The South African Institute of Taxation: A brief tax perspective

28 March 2022

The South African Institute of Taxation tell us about South Africa’s tax policy and the work of their Institute.

‘In line with international trends, the work of the South African Tax Practitioner has become ever more complex. Tax policy is changing and enforcement is intense. Political emphasis on tax morality has meant that South African tax practitioners are facing a greater scrutiny from revenue authorities and the public in general.’

Keith Engel, CEO, South African Institute of Taxation (SAIT)

South Africa has historically faced a difficult paradigm. The country is one of the most uneven in terms of wealth and income. A small proportion of the citizens are being requested to carry a higher share of the tax burden. Government challenges and international events have put pressure on tax, leading to loss of jobs and static growth. The government is reluctant to increase taxes despite pressure for revenue. Time will tell whether growth, fiscal restraint or the bigger government will prevail.

Revenue outlook and collection: Revenue collection from the struggling economy was severely impacted by the Covid-19 pandemic. However, the 2021/22 collection period saw an improvement, with corporate income tax receipts from the mining sector accounting for most of the change. Despite the pandemic, personal income tax collections and VAT performed above expectations. The net result was to avoid the need for immediate tax increases.

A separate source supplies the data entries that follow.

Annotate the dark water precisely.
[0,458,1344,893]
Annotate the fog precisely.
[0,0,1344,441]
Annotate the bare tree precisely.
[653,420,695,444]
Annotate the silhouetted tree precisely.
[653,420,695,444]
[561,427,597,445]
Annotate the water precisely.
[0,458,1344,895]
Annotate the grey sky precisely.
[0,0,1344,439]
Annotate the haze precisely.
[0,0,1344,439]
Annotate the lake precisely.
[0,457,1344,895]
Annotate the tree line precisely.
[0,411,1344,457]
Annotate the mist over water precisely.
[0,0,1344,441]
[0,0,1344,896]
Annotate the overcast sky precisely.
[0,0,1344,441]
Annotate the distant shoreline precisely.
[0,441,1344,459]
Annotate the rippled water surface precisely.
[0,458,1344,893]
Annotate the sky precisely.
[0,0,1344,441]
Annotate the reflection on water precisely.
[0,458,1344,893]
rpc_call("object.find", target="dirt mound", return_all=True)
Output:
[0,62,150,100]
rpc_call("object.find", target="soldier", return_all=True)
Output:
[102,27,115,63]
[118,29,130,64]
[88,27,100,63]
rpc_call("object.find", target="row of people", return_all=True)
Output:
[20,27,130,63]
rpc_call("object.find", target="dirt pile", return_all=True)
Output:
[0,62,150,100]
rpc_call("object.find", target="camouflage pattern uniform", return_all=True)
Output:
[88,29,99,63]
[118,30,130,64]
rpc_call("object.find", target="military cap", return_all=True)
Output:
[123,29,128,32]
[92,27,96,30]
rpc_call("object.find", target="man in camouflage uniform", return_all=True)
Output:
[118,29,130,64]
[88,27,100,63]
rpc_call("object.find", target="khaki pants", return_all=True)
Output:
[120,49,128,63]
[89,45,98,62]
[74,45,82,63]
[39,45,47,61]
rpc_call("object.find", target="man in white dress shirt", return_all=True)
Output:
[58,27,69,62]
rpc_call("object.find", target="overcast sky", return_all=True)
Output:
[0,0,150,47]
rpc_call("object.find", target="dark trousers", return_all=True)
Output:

Tax policy and reforms: In the 2021 Budget Review, the intention was to reduce the number of tax incentives, expenditure deductions and assessed loss offsets, intending to lower the corporate income tax rate over the medium term.

The government proposed to lower the corporate income tax rate from 28% to 27%. The reduction was funded by restricting assessed losses and strengthening base protection measures to curb excessive interest deductions from eroding the tax base. This was a win for profitable companies but had an adverse effect for companies struggling from the pandemic.

The government proposed to reduce tax incentives for individuals and companies. In the 2022 Budget Review, expiring incentives that have not widened social or economic benefits were renewed. The research and development incentive is possibly heading for renewal. The industrial incentive for capital projects has /run out of funding and may steadily pass into the sunset. Job incentives have continued support but are largely ineffective because of the high risk of accidental non-compliance.

Revenue authority: Rebuilding the South African Revenue Service (SARS) post ‘state capture era’ proceeds apace, with investment in staff and modernisation of its information and communications technology. The challenge is to expand the tax base to cover the non-compliant. Tax evasion will require criminal prosecution for cash businesses and those involved in corruption.

South African tax practitioners: Professionals engaged in tax must be registered with SARS as tax practitioners. Professional body registration is a core requirement. SAIT is the leading body, but accounting and legal bodies also contribute.

Keith Engel, CEO of SAIT, explained the Institute’s position: ‘Our goal at SAIT is to act as the regulator of tax professionals and to be a respected arbiter of the tax system. Our goal is that of long-term sustainability. An oppressive system will stunt economic activity and chase many into the informal sector. A weak system will lead to revenue shortfalls, followed by heavy taxes falling on the compliant few.

‘We believe our collaboration with the CIOT, due to be launched later this month, will be of great assistance. This collaboration will help to uplift the South African tax profession and increase SAIT’s ability to be a respected arbiter.’